Soon after Daniel and I met, he taught me photography so we could travel on assignment together. Our work took us to all seven continents (including three times in Antarctica) plus numerous exotic islands (such as Papua New Guinea and Madagascar). Our articles and photo spreads appeared in numerous glossy magazines.
When I bought Daniel a Radio Shack computer for its word processing capabilities, he immediately recognized the future. Using the same critical skills and instinctive insights that made him a successful investigative reporter and book critic, Daniel was soon delving into technology, writing feature stories, reviews, and trends pieces for many of the major publications covering consumer electronics and computers.
The first time we saw and handled an electronic camera, we both knew we had to get involved. (Back then, the conversion from analog electronic capture to a digital image file was done externally. So they were called electronic — not digital — cameras.) When at Book Expo (the publishing industry’s premier U.S. trade show) that year, we met Tim McGraw. After only a few minutes conversation, he was sold , too. That lead to a book contract with Tab/McGraw-Hill to research and write the first major book on the subject: Digital Imaging for Visual Artists. In turn, that lead to scores of article and column contracts, more books and lectures. We became Contributing Editors at PC Magazine, where not only covered digital photography, imaging, printing and such. We also created the PC Mag Lab test scripts on just about all such subjects, as well as experts that PC Mag trotted out for their traveling lecture series. (Our seminars on digital photography and imaging drew larger audiences than all their other classes at the time put together.)
From that point on, just about all our non-fiction work was under a dual byline. (If you’re curious how we worked together, take a look at Collaboration & Marriage: Strange Bedfellows?a bit of humor we wrote a few years ago.) Editors started calling us Team Grotta. It appeared to have developed organically, put forward in staff meetings and in office discussions, as in “Why don’t we put Team Grotta on that project?” or “Ask Team Grotta, they’ll figure it out.” I believe we were among the last to hear the rather complementary sobriquet.

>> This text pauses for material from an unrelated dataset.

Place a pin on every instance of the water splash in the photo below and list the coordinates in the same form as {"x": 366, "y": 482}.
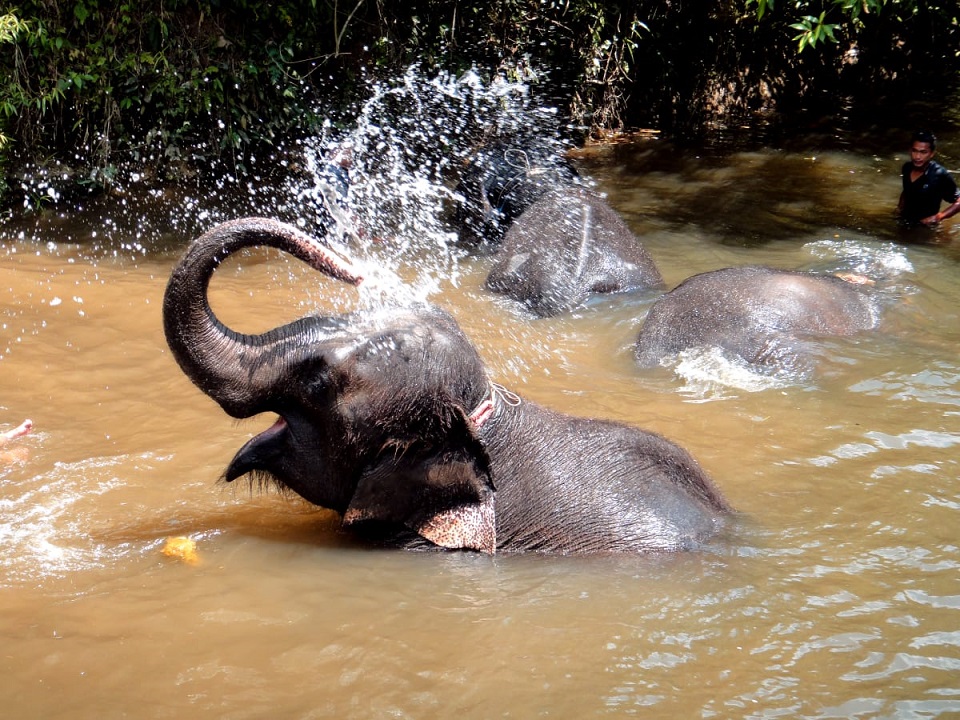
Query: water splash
{"x": 407, "y": 142}
{"x": 878, "y": 261}
{"x": 709, "y": 374}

What was fascinating was watching Daniel when a new digital camera (or related equipment) was put into his hands. As I mentioned in The Early Years, Daniel’s serious photography started when he was still in elementary school. (He sold his first photograph to The Philadelphia Inquirer when he was about 11 years old). His understanding of the technology wasn’t only based on his extensive knowledge; it was rooted deep in his sinews, almost part of his intellectual DNA. Give him a camera or a strobe or tripod, and he would immediately begin describing the pros and cons of its design and functionality down to the smallest detail. At the same time, he would analyze how it could be improved, often coming up with inventions that had not yet been developed. We took to calling that initial contact between him and equipment as Daniel “psychometrizing.” (From the noun psychometry — the supposed paranormal ability to unearth facts about a person by touching an object related to that person.) It was a tongue-in-cheek bit of humor, because neither of us believed in the paranormal, and I had too much respect for Daniel to trivialize his expertise. But it was also a good description of what his instinctive, immediate understanding of camera equipment looked like, nonetheless.